Alphonse Nicolas Jean-Baptiste Stavroguine, plus connu sous le nom de Nicolas Stavroguine, né à Puyjannot le 7 novembre 1877, est un romancier et essayiste français.

Homonyme du héros de Dostoïevski, Stavroguine n'a cependant jamais voulu prendre pseudonyme, assurant que Dostoïevski aurait dû avoir la délicatesse de contacter ses ancêtres pour éviter toute méprise future. Originaire de Russie par son père et de Malte par sa mère, illustrateur à ses heures, il débute dans la littérature populaire régionale avec son roman le plus célèbre, « Sous les platanes », qui lui valut son entrée à « L’Echo de Plassans », en 1902. Le feuilleton des amours impossibles de Marie-France Vytrolle et de Hervé Gorgechaud lui vaut les honneurs de la critique nationale.
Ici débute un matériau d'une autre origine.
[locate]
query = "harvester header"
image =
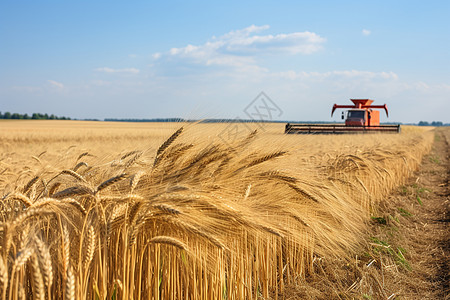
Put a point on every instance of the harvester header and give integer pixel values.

Il obtient pour ce livre le prix Isidore Duboeuf en 1903. Trois ans après ce succès critique et populaire, il se terrera dans le silence et dans sa propriété de Plassans, héritage d'un vieil oncle qui l'encourageait à l'exercice des arts, contre l'avis de ses parents qui l'aurait voulu prêtre ou missionnaire.
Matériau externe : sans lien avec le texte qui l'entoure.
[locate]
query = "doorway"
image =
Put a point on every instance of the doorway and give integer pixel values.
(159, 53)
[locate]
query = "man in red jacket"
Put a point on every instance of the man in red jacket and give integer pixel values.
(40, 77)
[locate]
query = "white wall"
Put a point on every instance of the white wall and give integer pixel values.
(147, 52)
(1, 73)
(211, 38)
En 1906, il participe à « La Chronique de Marseille », fondée par Lucien de Rubenneuf, dont la parution ne durera hélas que quinze semaines, mais qui fut l’occasion pour Stavroguine de s’essayer au portrait, tant graphique que littéraire. Ses articles sont goûtés du grand public, et font sa renommée ; il est apprécié de ses lecteurs, et redouté des puissants qu'il croque en quelques traits féroces, mais toujours justes - des puissants qui ne refusent pas sa compagnie, à l’occasion d'un repas ou d'une soirée. Cet écrivain, pourtant connu pour sa misanthropie, cherche cependant sans cesse à se documenter sur la société qu'il dépeint. Il fraye ainsi pendant quelques années avec le tout-Plassans, mais ses diverses amitiés lui valent parfois de sérieux ennuis, dont le moindre n’est pas une pénible aventure suite à une création de compagnie de daguerréotypes publicitaires, mort-née suite à un obscur règlement de comptes politiques entre élus de Plassans.
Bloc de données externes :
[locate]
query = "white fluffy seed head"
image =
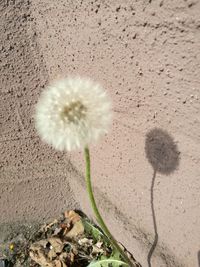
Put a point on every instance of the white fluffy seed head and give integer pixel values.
(72, 113)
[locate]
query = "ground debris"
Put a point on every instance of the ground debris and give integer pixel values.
(70, 241)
Son roman suivant, « Histoire de René de Carlava », en 1907, fait connaître le village de Charleval, où il se rend souvent et goûte chaque semaine un repos dominical bien mérité à l’ombre des tilleuls de la propriété que lui prête son ami René de Jehan, riche rentier exilé à Plassans suite à une querelle avec des paysans du coin. René de Jehan lui servira d'ailleurs de modèle pour le personnage incroyable de René de Carlava, rentier excentrique dont les frasques feront longtemps rire les lecteurs du pays.

C’est dans sa revue satirique « Les Frelons », que Stavroguine  publie en 1909 son oeuvre maîtresse « Plassans 1909 », une satire plaisante de la vie politique de sa ville, sous forme de chroniques brèves, écrites à l’occasion d’élections municipales annulées et de la campagne qui s'ensuit. Il fonde ensuite « Le Journal » pour soutenir la candidature du général Nouvoylas à la Présidence de la République. L'avenir dira si ses combats furent de quelque importance pour le pays de Plassans.